The doorman nodded. 'The fellow you want is here already, I allowed him into the church.' He studied us closely, eyes alert with curiosity.
I walked up to the gateway. The guard hesitated a moment, then stepped aside and let us through.
The scene that met my eyes on the other side of the gatehouse made me stop dead. The nave of the great church had been pulled down, leaving only a gigantic pile of rubble from which spars of wood protruded. The north end of the church still stood and a huge wooden wall had been erected to seal it from the elements. Most of the neighbouring cloisters had been pulled down too, and the chapter house stripped of its lead. I could see beyond to the prior's house, the fine dwelling Sir Richard Rich had bought. Washing hung from lines in the back garden and three little girls ran and played among the flapping sheets, oddly incongruous amid the destruction. I had seen monastic houses brought down before – who had not in those days? – but not on this scale.
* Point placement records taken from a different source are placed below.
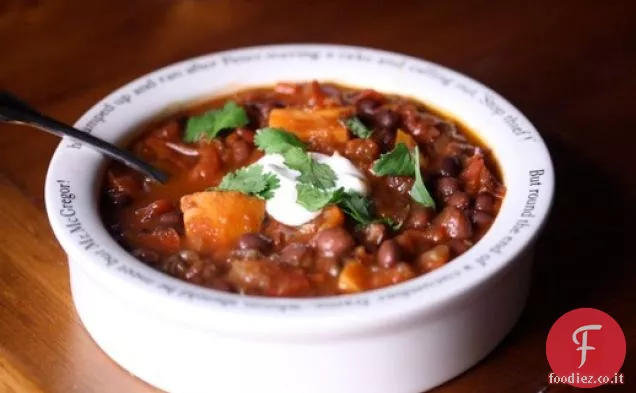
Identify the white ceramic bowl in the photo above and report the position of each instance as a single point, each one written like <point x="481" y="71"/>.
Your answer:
<point x="406" y="338"/>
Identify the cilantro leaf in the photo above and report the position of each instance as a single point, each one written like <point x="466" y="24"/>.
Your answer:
<point x="319" y="175"/>
<point x="314" y="199"/>
<point x="311" y="172"/>
<point x="252" y="181"/>
<point x="395" y="226"/>
<point x="357" y="206"/>
<point x="209" y="124"/>
<point x="397" y="162"/>
<point x="276" y="140"/>
<point x="419" y="192"/>
<point x="357" y="127"/>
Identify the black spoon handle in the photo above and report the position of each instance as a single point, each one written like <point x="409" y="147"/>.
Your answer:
<point x="14" y="110"/>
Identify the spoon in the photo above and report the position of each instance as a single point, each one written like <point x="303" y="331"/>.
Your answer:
<point x="14" y="110"/>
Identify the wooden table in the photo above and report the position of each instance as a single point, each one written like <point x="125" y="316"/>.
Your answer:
<point x="569" y="65"/>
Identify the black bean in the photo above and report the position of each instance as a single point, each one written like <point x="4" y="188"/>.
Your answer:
<point x="366" y="106"/>
<point x="293" y="253"/>
<point x="374" y="235"/>
<point x="485" y="203"/>
<point x="389" y="253"/>
<point x="447" y="186"/>
<point x="418" y="218"/>
<point x="384" y="138"/>
<point x="455" y="223"/>
<point x="386" y="118"/>
<point x="255" y="241"/>
<point x="333" y="242"/>
<point x="449" y="166"/>
<point x="459" y="200"/>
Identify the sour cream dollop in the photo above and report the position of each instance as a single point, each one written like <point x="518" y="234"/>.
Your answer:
<point x="283" y="206"/>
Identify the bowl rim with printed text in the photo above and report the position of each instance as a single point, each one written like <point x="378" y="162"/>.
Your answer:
<point x="75" y="173"/>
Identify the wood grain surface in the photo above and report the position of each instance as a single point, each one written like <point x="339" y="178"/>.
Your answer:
<point x="568" y="65"/>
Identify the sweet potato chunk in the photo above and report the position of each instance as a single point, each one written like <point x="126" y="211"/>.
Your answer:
<point x="407" y="139"/>
<point x="216" y="219"/>
<point x="353" y="277"/>
<point x="322" y="126"/>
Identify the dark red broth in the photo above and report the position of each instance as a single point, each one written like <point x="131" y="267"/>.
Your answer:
<point x="332" y="254"/>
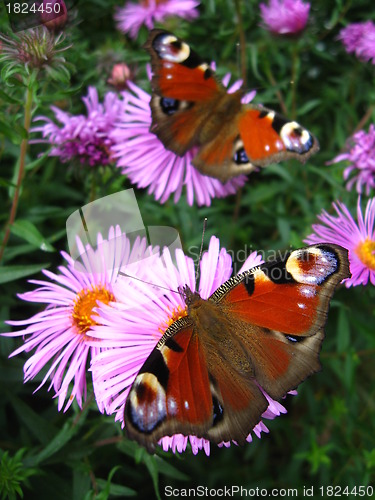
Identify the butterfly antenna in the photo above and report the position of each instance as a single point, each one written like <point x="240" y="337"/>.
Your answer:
<point x="197" y="274"/>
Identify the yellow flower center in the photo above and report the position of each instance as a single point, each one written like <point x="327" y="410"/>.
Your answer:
<point x="173" y="316"/>
<point x="366" y="252"/>
<point x="84" y="303"/>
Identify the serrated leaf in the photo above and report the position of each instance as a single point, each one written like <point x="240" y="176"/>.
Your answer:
<point x="27" y="231"/>
<point x="12" y="273"/>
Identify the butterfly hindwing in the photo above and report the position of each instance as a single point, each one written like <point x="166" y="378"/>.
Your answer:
<point x="190" y="107"/>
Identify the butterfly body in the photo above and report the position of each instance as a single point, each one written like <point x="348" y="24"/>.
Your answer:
<point x="260" y="332"/>
<point x="191" y="108"/>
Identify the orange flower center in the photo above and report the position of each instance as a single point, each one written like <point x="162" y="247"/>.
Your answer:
<point x="366" y="252"/>
<point x="84" y="303"/>
<point x="173" y="316"/>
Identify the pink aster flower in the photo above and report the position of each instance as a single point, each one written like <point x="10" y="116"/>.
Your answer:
<point x="361" y="155"/>
<point x="82" y="137"/>
<point x="285" y="17"/>
<point x="144" y="159"/>
<point x="357" y="237"/>
<point x="133" y="15"/>
<point x="59" y="332"/>
<point x="360" y="39"/>
<point x="130" y="333"/>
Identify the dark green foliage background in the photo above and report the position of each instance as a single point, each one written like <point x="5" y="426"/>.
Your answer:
<point x="328" y="435"/>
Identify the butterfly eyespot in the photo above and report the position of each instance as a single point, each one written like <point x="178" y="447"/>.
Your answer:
<point x="313" y="266"/>
<point x="294" y="339"/>
<point x="240" y="157"/>
<point x="169" y="48"/>
<point x="296" y="138"/>
<point x="147" y="408"/>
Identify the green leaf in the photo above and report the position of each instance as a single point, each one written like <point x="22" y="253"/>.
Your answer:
<point x="26" y="230"/>
<point x="8" y="98"/>
<point x="12" y="273"/>
<point x="35" y="423"/>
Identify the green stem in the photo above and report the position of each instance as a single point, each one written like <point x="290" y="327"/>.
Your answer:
<point x="21" y="167"/>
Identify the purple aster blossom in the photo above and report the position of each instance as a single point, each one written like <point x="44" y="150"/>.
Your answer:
<point x="285" y="17"/>
<point x="360" y="39"/>
<point x="357" y="237"/>
<point x="59" y="332"/>
<point x="361" y="155"/>
<point x="132" y="16"/>
<point x="129" y="333"/>
<point x="83" y="137"/>
<point x="144" y="160"/>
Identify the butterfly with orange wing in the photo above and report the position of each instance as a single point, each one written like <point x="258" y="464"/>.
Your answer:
<point x="190" y="107"/>
<point x="262" y="329"/>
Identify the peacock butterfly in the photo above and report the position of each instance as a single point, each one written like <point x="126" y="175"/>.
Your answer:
<point x="261" y="329"/>
<point x="190" y="107"/>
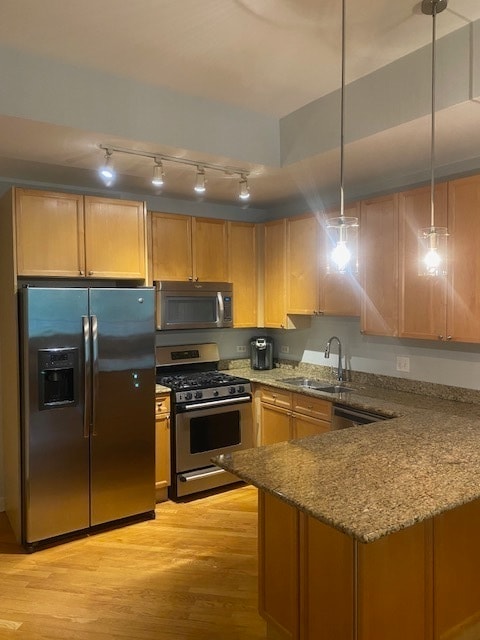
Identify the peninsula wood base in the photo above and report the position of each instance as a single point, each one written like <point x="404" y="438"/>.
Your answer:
<point x="421" y="583"/>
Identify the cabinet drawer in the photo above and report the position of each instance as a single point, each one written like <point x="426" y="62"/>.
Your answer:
<point x="314" y="407"/>
<point x="162" y="404"/>
<point x="277" y="397"/>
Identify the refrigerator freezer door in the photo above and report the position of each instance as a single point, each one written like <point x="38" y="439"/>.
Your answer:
<point x="55" y="455"/>
<point x="123" y="382"/>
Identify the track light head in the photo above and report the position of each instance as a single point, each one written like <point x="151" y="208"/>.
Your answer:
<point x="200" y="180"/>
<point x="244" y="193"/>
<point x="158" y="177"/>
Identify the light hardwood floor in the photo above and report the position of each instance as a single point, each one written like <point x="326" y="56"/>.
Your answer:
<point x="190" y="574"/>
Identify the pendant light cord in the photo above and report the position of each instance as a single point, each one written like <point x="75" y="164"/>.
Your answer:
<point x="342" y="115"/>
<point x="432" y="137"/>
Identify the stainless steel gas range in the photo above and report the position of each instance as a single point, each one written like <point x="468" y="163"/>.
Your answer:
<point x="211" y="414"/>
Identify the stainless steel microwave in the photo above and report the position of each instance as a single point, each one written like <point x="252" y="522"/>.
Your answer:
<point x="193" y="305"/>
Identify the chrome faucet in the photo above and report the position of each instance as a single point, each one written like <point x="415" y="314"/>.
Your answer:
<point x="340" y="377"/>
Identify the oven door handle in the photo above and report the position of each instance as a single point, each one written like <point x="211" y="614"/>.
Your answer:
<point x="217" y="403"/>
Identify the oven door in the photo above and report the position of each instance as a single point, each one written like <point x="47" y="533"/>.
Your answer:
<point x="206" y="430"/>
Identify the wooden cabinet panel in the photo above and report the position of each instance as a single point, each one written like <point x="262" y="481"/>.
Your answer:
<point x="162" y="441"/>
<point x="302" y="265"/>
<point x="278" y="566"/>
<point x="422" y="299"/>
<point x="275" y="424"/>
<point x="463" y="308"/>
<point x="171" y="247"/>
<point x="49" y="233"/>
<point x="379" y="266"/>
<point x="242" y="272"/>
<point x="209" y="250"/>
<point x="114" y="238"/>
<point x="275" y="274"/>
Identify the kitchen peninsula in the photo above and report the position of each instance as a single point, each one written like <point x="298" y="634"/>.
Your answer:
<point x="372" y="533"/>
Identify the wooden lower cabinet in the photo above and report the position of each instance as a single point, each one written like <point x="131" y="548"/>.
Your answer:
<point x="420" y="583"/>
<point x="162" y="445"/>
<point x="284" y="415"/>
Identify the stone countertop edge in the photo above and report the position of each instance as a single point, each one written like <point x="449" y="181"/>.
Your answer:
<point x="376" y="479"/>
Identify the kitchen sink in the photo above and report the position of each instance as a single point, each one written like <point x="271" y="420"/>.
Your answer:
<point x="317" y="385"/>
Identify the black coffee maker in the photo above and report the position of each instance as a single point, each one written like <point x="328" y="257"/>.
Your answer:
<point x="261" y="353"/>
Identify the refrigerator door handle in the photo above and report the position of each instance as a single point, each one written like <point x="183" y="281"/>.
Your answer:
<point x="87" y="411"/>
<point x="94" y="330"/>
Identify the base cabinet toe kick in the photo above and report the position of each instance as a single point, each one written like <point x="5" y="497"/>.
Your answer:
<point x="420" y="583"/>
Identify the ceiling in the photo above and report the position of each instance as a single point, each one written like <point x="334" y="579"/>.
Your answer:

A sinister quietness hung over the wreckage.
Barak laughed and scratched his head. 'Not much left, is there?'
'Where are the workmen?' I asked.
'They start late if it's Augmentations work. They know it's a good screw.'
I followed Barak as he picked his way through the rubble towards a door in the wooden barrier. I had a lifetime's contempt for these huge, rich monastic churches kept for the enjoyment of perhaps a dozen monks; when the purpose of the foundation was to serve a hospital the waste of resources seemed even more obscene. Yet as I followed Barak through the door, I had to admit that what was left of the interior of St Bartholomew's Church was magnificent. The walls soared a hundred and fifty feet in a series of pillared arches, richly painted in greens and ochres, up to a row of stained-glass windows. Because of the wooden barrier at the south end, what remained of the interior was gloomy, but I could see that the niches where saints' shrines had stood were empty now and that the side chapels had been stripped of all their images. Near the top of the church, however, one large canopied tomb remained. A candle burned before it, the only one in that building, which once would have been lit by thousands. A figure stood before the tomb, head bent. We walked towards him, our footsteps ringing on the tiled floor. I caught a faint tang in the air; the incense of centuries.
The figure turned as we drew near. A tall, thin man of about fifty in a white clerical cassock, a tangle of grey hair framing a long, anxious face. The look he gave us was wary and fearful. He leaned back as though wishing he might melt into the shadowed wall.
'Master Kytchyn?' I called.
'Ay. Master Shardlake?' His voice was unexpectedly high. He cast a nervous look at Barak, making me wonder if he had been rough with Kytchyn the day before.